# milking machines from Perry's Milkers



## ksalvagno (Oct 6, 2009)

Has anyone used the DP50 or DP504 or DP120 from Perry's Milkers? I'm really thinking about getting a milking machine from Perry's and wanted to know other people's opinions. So far everything I have found on the internet has been positive.

I'm leaning towards the DP120 but still want to make sure I'm making the right choice.

I mainly have Nigerian Dwarf goats but I do have one Alpine Mix doe and a Boer doe.
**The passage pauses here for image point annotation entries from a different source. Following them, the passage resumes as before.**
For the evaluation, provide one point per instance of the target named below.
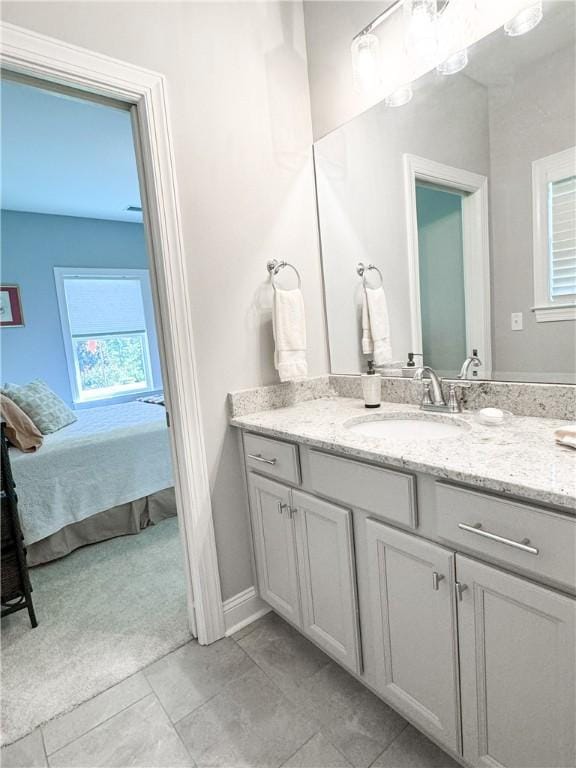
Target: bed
(106, 475)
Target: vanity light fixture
(366, 62)
(421, 38)
(525, 21)
(400, 96)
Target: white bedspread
(111, 455)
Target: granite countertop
(519, 457)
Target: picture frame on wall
(11, 315)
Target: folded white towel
(289, 325)
(376, 326)
(566, 435)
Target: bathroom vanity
(441, 572)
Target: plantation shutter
(562, 212)
(104, 305)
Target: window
(106, 316)
(554, 213)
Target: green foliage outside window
(111, 361)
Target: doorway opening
(95, 484)
(449, 264)
(441, 273)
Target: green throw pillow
(49, 412)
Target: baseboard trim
(242, 609)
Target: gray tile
(70, 726)
(413, 750)
(194, 673)
(317, 753)
(251, 627)
(358, 723)
(250, 723)
(139, 736)
(25, 753)
(282, 652)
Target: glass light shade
(399, 97)
(366, 62)
(454, 63)
(420, 18)
(524, 21)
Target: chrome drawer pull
(524, 545)
(262, 459)
(436, 579)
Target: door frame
(44, 58)
(476, 250)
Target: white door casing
(476, 250)
(31, 54)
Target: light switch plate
(516, 321)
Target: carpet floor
(104, 612)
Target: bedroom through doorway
(83, 395)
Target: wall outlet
(516, 321)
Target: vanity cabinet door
(275, 546)
(327, 577)
(518, 659)
(415, 629)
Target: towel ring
(362, 268)
(274, 266)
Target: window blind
(104, 305)
(562, 212)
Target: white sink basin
(410, 427)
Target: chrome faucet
(433, 397)
(473, 361)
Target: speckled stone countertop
(519, 458)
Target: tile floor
(265, 697)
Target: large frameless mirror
(461, 204)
I am currently milking 2 Nigerian Dwarfs and my Alpine. It is just taking too long to hand milk and I'm worried about getting arthritis or Carpal Tunnel from that constant repetitive movement of my hands/fingers.


----------



## CrossCreekTX (Aug 10, 2009)

Do you have a link?


----------



## ksalvagno (Oct 6, 2009)

http://www.goatlinks.com/perrys

This is the only link they have which doesn't tell you a whole lot. I had emailed them and got their brochure.


----------



## goathappy (Oct 5, 2007)

I have their brochure but I don't know where it is. I don't have one of their milkers but when I was shopping for one I talked to that guy and he really knew what he was talking about. Is the DP120 one of the bigger ones?


----------



## ksalvagno (Oct 6, 2009)

Yes, that is the larger size that he sells. He says that is the best value and it appears from what I'm reading that it is easier to use. But I just want to be sure when I'm spending that kind of money.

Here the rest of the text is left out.